We liked to lots of things, many of which appear on other pages: music, swimming, soccer, diving, surfing, homework, more soccer, trains, funfairs, screens, mountain biking, skiing, cars, stamping, photo albums, more soccer, to mention but a few. Not all of us liked to do all of the things, but some we did have in common.
Soccer was our number one hobby over the years. Although Daphné lost interest after only one year, everyone else kept at it for years and years, at home if not in competition.
Most of this page covers some of our hobbies that did not fill a page themselves.
We spent a fair bit of time bike riding, early in the blending of the family, that is. Most of the time that meant biking on the paved paths in the Forét de Rambouillet, the rambling former royal hunting forest that surrounded our first homes together, Le Tahu and La Bellanderie.
A few times we brought the bikes with us, to La Grée or even England. The Ford Aerostar which I had imported from California could carry the six bikes (on the roof and on a rear rack) and all our luggage!
On the way home from one trip to the UK, driving along the M25, the motorway ring road around London, at 70mph, one of the three bikes on the roof flew off into four lanes of freeway. Ian recovered it with the help of a couple of friendly lorry drivers who stopped traffic with their trucks so that he could cross two lanes of freeway and collect it. Repairs were necessary!
Marian House looks completely different now. We sold it to Andrew Milsom, the agent handling the sale for us after mum died (no conflict of interest there, right Andrew!), and he and his wife redid everything, bringing it up to date and considerably enhancing its value. There’s a picture of Andrew outside his principal office here.

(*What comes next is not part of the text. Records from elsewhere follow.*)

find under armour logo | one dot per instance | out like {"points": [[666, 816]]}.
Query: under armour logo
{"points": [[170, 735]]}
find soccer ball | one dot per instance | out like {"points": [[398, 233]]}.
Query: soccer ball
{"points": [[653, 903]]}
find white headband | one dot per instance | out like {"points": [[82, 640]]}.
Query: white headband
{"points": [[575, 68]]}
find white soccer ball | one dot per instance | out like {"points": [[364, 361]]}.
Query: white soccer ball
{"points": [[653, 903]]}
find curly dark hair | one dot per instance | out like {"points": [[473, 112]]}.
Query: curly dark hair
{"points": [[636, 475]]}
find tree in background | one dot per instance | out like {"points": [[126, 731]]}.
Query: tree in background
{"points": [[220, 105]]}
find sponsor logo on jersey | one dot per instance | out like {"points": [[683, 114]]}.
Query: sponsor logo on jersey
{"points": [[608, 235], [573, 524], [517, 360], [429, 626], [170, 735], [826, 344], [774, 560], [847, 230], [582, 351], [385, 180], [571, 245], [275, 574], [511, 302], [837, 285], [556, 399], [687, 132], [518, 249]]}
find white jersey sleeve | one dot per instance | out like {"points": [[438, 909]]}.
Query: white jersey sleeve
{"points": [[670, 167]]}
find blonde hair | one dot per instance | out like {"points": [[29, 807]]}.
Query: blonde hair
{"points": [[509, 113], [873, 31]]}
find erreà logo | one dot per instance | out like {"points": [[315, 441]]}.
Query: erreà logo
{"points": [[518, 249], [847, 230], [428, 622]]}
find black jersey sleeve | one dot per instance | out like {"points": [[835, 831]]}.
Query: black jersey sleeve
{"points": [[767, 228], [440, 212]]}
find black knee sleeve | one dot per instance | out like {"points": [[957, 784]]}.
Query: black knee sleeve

Biking itself is different now too. Nick and Daphné began driving in 2003 and 2004 respectively, and Alban in 2007. By that year, the family no longer biked together. That felt bad. It’s the way it is, of course, perfectly normal, but still. Those were fun times.
Gardening is at times more of a duty than a hobby, especially when you live in a forest which invades and overpowers with alacrity most of what you try to cultivate. Clearing the driveway of leaves and dirt after each day of rain takes hours, and it’s not fun work. It’s a grind.
The entire property needs to be cleaned up and trimmed a couple of times a year, and that takes even longer. Cutting the lawn at mum and dad’s when I was a teenager had nothing on trying to trim a forest! There’s not a lot of energy left after all that maintenance for beautifying.
But we do make an effort, and by “we” here we mean Marie-Hélène!
On the left is the one small cultivated garden that she had built in late 2003 and maintained in the midst of our forest. I was away working in Newport Beach at the time: Marie-Hélène had it built on the dirt next to the driveway, where the boys used to play soccer together. They were not entirely happy about this initiative.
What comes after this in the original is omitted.